I like rough around the edges. It’s fun, in a grin inducing power slide kind or way. I want the car that makes me smile, every time. If the Porsche is precise like a medical scalpel, the Corvette is a sledgehammer. Tim Allen never said he wanted less power! I love that about the Corvette. It is a huge hammer and it doesn’t apologize for being one.
I also like saving money. The interior is not crafted from virginal cowhide that has never seen barbed wire or hand crafted by wizened old men using methods of stitching passed down in sacred rights of old world tradesmen. It’s a place to site and drive the car. I want engineers to make it functional and move on. If I have to choose between genuine synthetic suede alcantara wrapped headliner or getting to 60 miles an hour faster, I will take the .4 seconds every time, especially with thirty grand in my back pocket. That helps the seat feel better every time.

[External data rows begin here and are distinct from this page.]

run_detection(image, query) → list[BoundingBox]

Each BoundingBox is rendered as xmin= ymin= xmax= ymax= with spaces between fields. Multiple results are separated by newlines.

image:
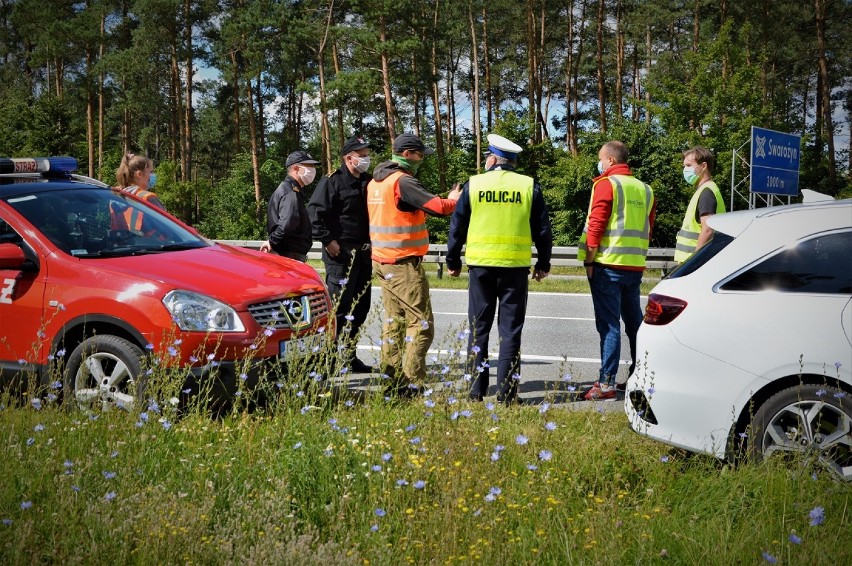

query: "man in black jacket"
xmin=260 ymin=150 xmax=319 ymax=262
xmin=308 ymin=136 xmax=373 ymax=373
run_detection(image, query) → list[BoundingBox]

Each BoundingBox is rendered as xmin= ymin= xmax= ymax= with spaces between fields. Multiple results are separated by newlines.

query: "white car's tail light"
xmin=644 ymin=293 xmax=686 ymax=326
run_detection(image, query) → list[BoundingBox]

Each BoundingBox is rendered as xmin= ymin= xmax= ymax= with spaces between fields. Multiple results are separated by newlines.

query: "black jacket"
xmin=308 ymin=164 xmax=372 ymax=247
xmin=266 ymin=176 xmax=313 ymax=254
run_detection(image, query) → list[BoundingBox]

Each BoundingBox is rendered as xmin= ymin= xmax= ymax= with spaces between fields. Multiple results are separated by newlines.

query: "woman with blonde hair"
xmin=115 ymin=153 xmax=166 ymax=210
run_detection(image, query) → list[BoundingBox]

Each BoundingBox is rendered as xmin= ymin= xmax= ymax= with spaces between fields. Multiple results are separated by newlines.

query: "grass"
xmin=0 ymin=378 xmax=852 ymax=564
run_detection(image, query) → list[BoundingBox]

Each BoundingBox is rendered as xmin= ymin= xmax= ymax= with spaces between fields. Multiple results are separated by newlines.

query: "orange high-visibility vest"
xmin=367 ymin=171 xmax=429 ymax=263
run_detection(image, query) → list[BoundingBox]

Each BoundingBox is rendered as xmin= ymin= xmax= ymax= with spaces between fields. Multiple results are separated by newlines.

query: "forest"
xmin=0 ymin=0 xmax=852 ymax=247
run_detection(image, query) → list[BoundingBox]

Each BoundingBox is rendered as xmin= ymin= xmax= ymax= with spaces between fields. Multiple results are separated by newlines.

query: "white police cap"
xmin=488 ymin=134 xmax=523 ymax=159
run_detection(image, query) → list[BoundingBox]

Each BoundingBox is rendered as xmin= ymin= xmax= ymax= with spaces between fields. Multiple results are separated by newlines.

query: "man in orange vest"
xmin=367 ymin=134 xmax=461 ymax=397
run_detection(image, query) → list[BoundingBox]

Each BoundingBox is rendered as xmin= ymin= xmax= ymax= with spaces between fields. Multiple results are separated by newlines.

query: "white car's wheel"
xmin=750 ymin=385 xmax=852 ymax=481
xmin=64 ymin=335 xmax=144 ymax=411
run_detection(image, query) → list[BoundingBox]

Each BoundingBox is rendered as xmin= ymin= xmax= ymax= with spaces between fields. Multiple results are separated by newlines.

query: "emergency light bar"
xmin=0 ymin=157 xmax=77 ymax=174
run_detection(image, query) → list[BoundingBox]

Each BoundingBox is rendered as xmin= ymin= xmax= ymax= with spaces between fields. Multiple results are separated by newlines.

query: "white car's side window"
xmin=722 ymin=231 xmax=852 ymax=295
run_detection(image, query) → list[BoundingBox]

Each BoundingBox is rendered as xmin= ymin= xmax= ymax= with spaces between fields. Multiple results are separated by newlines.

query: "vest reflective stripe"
xmin=577 ymin=175 xmax=654 ymax=267
xmin=367 ymin=171 xmax=429 ymax=263
xmin=674 ymin=181 xmax=725 ymax=263
xmin=464 ymin=170 xmax=534 ymax=267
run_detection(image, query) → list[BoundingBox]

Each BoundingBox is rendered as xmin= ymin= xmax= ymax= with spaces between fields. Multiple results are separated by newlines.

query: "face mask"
xmin=355 ymin=155 xmax=370 ymax=173
xmin=299 ymin=167 xmax=317 ymax=187
xmin=683 ymin=167 xmax=698 ymax=185
xmin=391 ymin=155 xmax=423 ymax=175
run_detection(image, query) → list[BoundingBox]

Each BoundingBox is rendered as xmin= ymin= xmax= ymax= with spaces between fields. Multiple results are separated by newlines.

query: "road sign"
xmin=750 ymin=126 xmax=802 ymax=196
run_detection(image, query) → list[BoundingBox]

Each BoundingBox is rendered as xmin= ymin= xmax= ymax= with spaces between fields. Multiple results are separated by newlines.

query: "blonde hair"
xmin=115 ymin=153 xmax=154 ymax=189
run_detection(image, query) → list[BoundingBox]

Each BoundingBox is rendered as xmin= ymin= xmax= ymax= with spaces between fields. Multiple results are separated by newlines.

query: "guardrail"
xmin=216 ymin=240 xmax=676 ymax=278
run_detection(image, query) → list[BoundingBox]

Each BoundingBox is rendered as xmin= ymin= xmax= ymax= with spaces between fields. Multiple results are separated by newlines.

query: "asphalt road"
xmin=358 ymin=285 xmax=645 ymax=401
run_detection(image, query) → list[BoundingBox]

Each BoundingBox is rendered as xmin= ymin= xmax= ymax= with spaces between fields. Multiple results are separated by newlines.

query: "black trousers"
xmin=467 ymin=266 xmax=530 ymax=401
xmin=322 ymin=245 xmax=373 ymax=349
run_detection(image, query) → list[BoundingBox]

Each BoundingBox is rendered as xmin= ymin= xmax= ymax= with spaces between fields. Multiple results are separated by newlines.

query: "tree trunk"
xmin=597 ymin=0 xmax=606 ymax=134
xmin=181 ymin=0 xmax=194 ymax=181
xmin=430 ymin=0 xmax=447 ymax=192
xmin=246 ymin=78 xmax=263 ymax=220
xmin=615 ymin=0 xmax=624 ymax=124
xmin=379 ymin=16 xmax=396 ymax=143
xmin=814 ymin=0 xmax=837 ymax=186
xmin=467 ymin=2 xmax=482 ymax=173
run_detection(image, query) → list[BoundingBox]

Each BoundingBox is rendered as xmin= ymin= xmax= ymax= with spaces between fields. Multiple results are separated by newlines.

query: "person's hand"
xmin=325 ymin=240 xmax=340 ymax=257
xmin=447 ymin=183 xmax=461 ymax=201
xmin=533 ymin=269 xmax=550 ymax=281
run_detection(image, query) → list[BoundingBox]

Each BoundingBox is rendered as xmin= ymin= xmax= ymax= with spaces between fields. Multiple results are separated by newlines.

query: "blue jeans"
xmin=589 ymin=265 xmax=642 ymax=385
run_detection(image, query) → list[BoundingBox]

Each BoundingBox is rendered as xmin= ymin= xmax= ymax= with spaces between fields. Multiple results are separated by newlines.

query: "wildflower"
xmin=808 ymin=507 xmax=825 ymax=527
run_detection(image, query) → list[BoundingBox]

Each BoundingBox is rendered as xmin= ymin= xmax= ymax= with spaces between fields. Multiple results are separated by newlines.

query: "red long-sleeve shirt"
xmin=586 ymin=163 xmax=657 ymax=271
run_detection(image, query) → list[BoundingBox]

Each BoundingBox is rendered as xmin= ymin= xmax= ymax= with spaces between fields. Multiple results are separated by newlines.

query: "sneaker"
xmin=351 ymin=358 xmax=376 ymax=373
xmin=583 ymin=383 xmax=616 ymax=401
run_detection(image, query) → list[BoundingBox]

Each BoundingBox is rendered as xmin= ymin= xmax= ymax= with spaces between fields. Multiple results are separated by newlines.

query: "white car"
xmin=624 ymin=200 xmax=852 ymax=481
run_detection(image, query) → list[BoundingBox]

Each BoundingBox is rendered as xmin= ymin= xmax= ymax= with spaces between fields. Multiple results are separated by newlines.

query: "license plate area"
xmin=278 ymin=334 xmax=323 ymax=358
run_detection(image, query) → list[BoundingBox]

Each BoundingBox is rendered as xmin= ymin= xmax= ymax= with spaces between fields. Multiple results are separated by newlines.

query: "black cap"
xmin=340 ymin=136 xmax=370 ymax=155
xmin=284 ymin=149 xmax=319 ymax=169
xmin=393 ymin=133 xmax=435 ymax=155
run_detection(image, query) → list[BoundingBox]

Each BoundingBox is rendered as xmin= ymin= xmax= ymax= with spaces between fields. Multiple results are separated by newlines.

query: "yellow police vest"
xmin=464 ymin=169 xmax=533 ymax=267
xmin=577 ymin=175 xmax=654 ymax=267
xmin=675 ymin=181 xmax=725 ymax=263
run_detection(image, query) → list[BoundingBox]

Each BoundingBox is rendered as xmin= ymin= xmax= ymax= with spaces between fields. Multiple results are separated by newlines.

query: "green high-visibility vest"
xmin=577 ymin=175 xmax=654 ymax=267
xmin=465 ymin=169 xmax=533 ymax=267
xmin=675 ymin=181 xmax=725 ymax=263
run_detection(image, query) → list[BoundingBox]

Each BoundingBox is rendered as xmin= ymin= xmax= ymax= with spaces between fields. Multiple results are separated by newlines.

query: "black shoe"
xmin=350 ymin=358 xmax=376 ymax=373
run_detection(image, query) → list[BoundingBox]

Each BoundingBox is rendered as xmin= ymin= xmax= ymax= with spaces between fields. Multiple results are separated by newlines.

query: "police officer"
xmin=308 ymin=136 xmax=373 ymax=373
xmin=577 ymin=141 xmax=655 ymax=401
xmin=260 ymin=150 xmax=319 ymax=263
xmin=674 ymin=146 xmax=725 ymax=263
xmin=447 ymin=134 xmax=553 ymax=404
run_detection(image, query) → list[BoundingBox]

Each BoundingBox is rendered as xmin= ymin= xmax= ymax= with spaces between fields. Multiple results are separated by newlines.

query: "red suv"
xmin=0 ymin=158 xmax=331 ymax=409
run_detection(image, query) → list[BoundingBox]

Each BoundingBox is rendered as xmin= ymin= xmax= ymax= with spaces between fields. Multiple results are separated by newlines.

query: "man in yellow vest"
xmin=367 ymin=133 xmax=461 ymax=397
xmin=447 ymin=134 xmax=553 ymax=405
xmin=577 ymin=141 xmax=655 ymax=401
xmin=675 ymin=147 xmax=725 ymax=263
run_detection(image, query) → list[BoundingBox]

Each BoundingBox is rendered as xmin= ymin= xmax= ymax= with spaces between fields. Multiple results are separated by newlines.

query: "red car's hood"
xmin=79 ymin=244 xmax=325 ymax=307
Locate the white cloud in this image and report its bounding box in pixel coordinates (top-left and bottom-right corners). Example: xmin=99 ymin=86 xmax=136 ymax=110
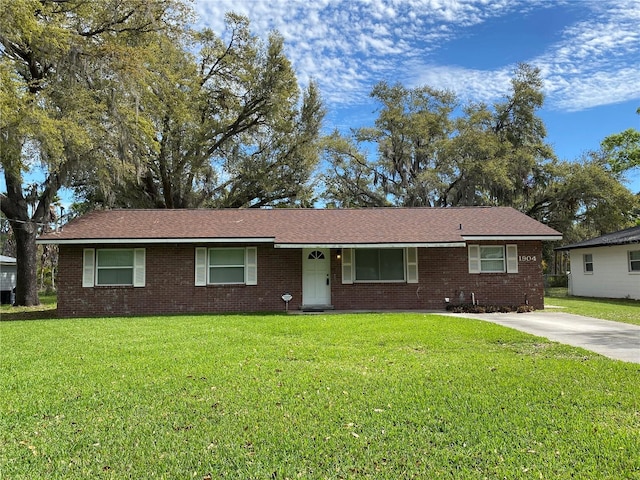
xmin=195 ymin=0 xmax=640 ymax=111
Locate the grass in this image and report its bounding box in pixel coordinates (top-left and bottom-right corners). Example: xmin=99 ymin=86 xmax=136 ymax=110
xmin=0 ymin=294 xmax=58 ymax=321
xmin=545 ymin=288 xmax=640 ymax=325
xmin=0 ymin=314 xmax=640 ymax=480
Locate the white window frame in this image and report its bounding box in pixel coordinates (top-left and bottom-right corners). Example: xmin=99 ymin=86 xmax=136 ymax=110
xmin=468 ymin=244 xmax=518 ymax=274
xmin=627 ymin=250 xmax=640 ymax=275
xmin=341 ymin=247 xmax=418 ymax=284
xmin=82 ymin=248 xmax=146 ymax=288
xmin=195 ymin=247 xmax=258 ymax=286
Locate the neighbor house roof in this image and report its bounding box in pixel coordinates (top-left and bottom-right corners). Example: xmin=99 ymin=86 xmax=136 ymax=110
xmin=38 ymin=207 xmax=561 ymax=248
xmin=556 ymin=227 xmax=640 ymax=250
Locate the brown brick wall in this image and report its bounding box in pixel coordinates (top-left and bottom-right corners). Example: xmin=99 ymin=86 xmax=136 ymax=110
xmin=58 ymin=242 xmax=544 ymax=317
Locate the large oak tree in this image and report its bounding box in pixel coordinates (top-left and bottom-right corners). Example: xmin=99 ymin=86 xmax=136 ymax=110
xmin=0 ymin=0 xmax=186 ymax=305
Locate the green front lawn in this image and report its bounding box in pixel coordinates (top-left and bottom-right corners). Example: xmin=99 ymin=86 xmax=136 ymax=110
xmin=544 ymin=289 xmax=640 ymax=325
xmin=0 ymin=314 xmax=640 ymax=480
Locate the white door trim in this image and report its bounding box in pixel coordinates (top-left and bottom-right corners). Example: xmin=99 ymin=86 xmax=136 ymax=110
xmin=302 ymin=248 xmax=331 ymax=306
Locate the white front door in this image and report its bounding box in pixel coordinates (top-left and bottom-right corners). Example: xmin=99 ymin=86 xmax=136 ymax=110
xmin=302 ymin=248 xmax=331 ymax=305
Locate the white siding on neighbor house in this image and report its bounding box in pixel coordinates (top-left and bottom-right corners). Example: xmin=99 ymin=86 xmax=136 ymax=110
xmin=569 ymin=245 xmax=640 ymax=300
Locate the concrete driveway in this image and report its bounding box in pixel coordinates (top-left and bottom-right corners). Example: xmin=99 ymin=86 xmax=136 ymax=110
xmin=448 ymin=310 xmax=640 ymax=363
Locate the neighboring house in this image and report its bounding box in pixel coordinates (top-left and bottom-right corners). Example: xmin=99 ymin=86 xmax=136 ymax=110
xmin=38 ymin=207 xmax=561 ymax=317
xmin=556 ymin=227 xmax=640 ymax=300
xmin=0 ymin=255 xmax=18 ymax=304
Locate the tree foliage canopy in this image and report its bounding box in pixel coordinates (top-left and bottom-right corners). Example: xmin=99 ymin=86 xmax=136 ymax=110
xmin=79 ymin=14 xmax=324 ymax=208
xmin=324 ymin=64 xmax=638 ymax=240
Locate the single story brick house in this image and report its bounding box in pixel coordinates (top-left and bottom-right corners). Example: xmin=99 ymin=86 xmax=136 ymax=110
xmin=556 ymin=227 xmax=640 ymax=300
xmin=38 ymin=207 xmax=561 ymax=317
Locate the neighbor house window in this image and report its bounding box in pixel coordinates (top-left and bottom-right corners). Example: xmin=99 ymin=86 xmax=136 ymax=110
xmin=355 ymin=248 xmax=404 ymax=282
xmin=195 ymin=247 xmax=257 ymax=286
xmin=82 ymin=248 xmax=145 ymax=287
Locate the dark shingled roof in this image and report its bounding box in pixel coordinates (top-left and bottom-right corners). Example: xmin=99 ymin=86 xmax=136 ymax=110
xmin=556 ymin=227 xmax=640 ymax=250
xmin=39 ymin=207 xmax=560 ymax=246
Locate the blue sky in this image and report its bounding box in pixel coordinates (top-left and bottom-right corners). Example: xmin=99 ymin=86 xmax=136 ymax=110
xmin=193 ymin=0 xmax=640 ymax=192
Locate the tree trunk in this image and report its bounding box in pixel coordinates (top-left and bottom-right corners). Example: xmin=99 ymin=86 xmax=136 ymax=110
xmin=12 ymin=222 xmax=40 ymax=307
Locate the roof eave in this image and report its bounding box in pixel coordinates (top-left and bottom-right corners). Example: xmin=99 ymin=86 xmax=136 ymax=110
xmin=36 ymin=237 xmax=275 ymax=245
xmin=462 ymin=234 xmax=562 ymax=242
xmin=274 ymin=242 xmax=466 ymax=248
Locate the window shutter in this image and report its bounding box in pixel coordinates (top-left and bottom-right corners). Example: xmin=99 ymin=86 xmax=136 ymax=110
xmin=133 ymin=248 xmax=145 ymax=287
xmin=507 ymin=245 xmax=518 ymax=273
xmin=82 ymin=248 xmax=96 ymax=287
xmin=245 ymin=247 xmax=258 ymax=285
xmin=469 ymin=245 xmax=480 ymax=273
xmin=196 ymin=247 xmax=207 ymax=287
xmin=407 ymin=247 xmax=418 ymax=283
xmin=342 ymin=248 xmax=353 ymax=284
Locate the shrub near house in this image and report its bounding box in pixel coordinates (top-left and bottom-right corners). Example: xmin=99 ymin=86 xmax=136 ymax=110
xmin=39 ymin=207 xmax=560 ymax=316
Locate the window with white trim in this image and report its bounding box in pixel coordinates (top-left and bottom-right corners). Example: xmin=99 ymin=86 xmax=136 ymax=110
xmin=341 ymin=247 xmax=418 ymax=284
xmin=195 ymin=247 xmax=257 ymax=286
xmin=355 ymin=248 xmax=405 ymax=282
xmin=82 ymin=248 xmax=145 ymax=287
xmin=629 ymin=250 xmax=640 ymax=273
xmin=468 ymin=244 xmax=518 ymax=273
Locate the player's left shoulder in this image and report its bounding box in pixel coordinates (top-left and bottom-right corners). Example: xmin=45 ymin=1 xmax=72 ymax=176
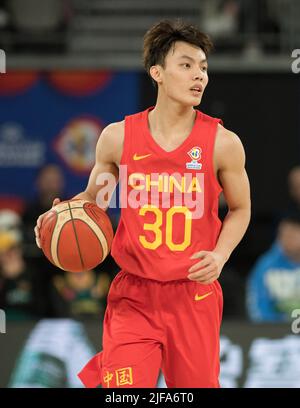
xmin=215 ymin=123 xmax=245 ymax=167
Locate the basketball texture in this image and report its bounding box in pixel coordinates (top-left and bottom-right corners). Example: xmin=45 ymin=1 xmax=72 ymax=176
xmin=40 ymin=199 xmax=113 ymax=272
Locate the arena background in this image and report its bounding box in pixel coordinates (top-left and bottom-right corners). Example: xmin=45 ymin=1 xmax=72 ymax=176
xmin=0 ymin=0 xmax=300 ymax=387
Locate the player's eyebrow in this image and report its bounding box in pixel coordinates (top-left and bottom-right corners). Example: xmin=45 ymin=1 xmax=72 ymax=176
xmin=179 ymin=55 xmax=207 ymax=64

I’m an American, and there is nothing wrong with plebian. Exclusivity comes at a price, not at a certain quality. People who pay thirty or forty grand more for their car to go slower need to hang their hat on something, but again, I would rather have the money back. I don’t mind of someone down the street has another Corvette. I hope they do because that means that Chevrolet is doing well and will keep building them.
With all of that being said, Corvette engineers have addressed the criticisms in the new generation. It will be the next step in the American icon’s development. The teaser videos on the web have already shown a more technological interior with thin film transfer displays. There will be new seats from Sabelt. The car will be even faster, even sexier, and even more efficient; all while still being the best deal in car buying history. That is an amazing accomplishment. I have never been able to drive a Corvette; I really hope that one day I will be able to drive the C7 version that I will share my birthday. The only real problem will be prying me out of the car after the drive!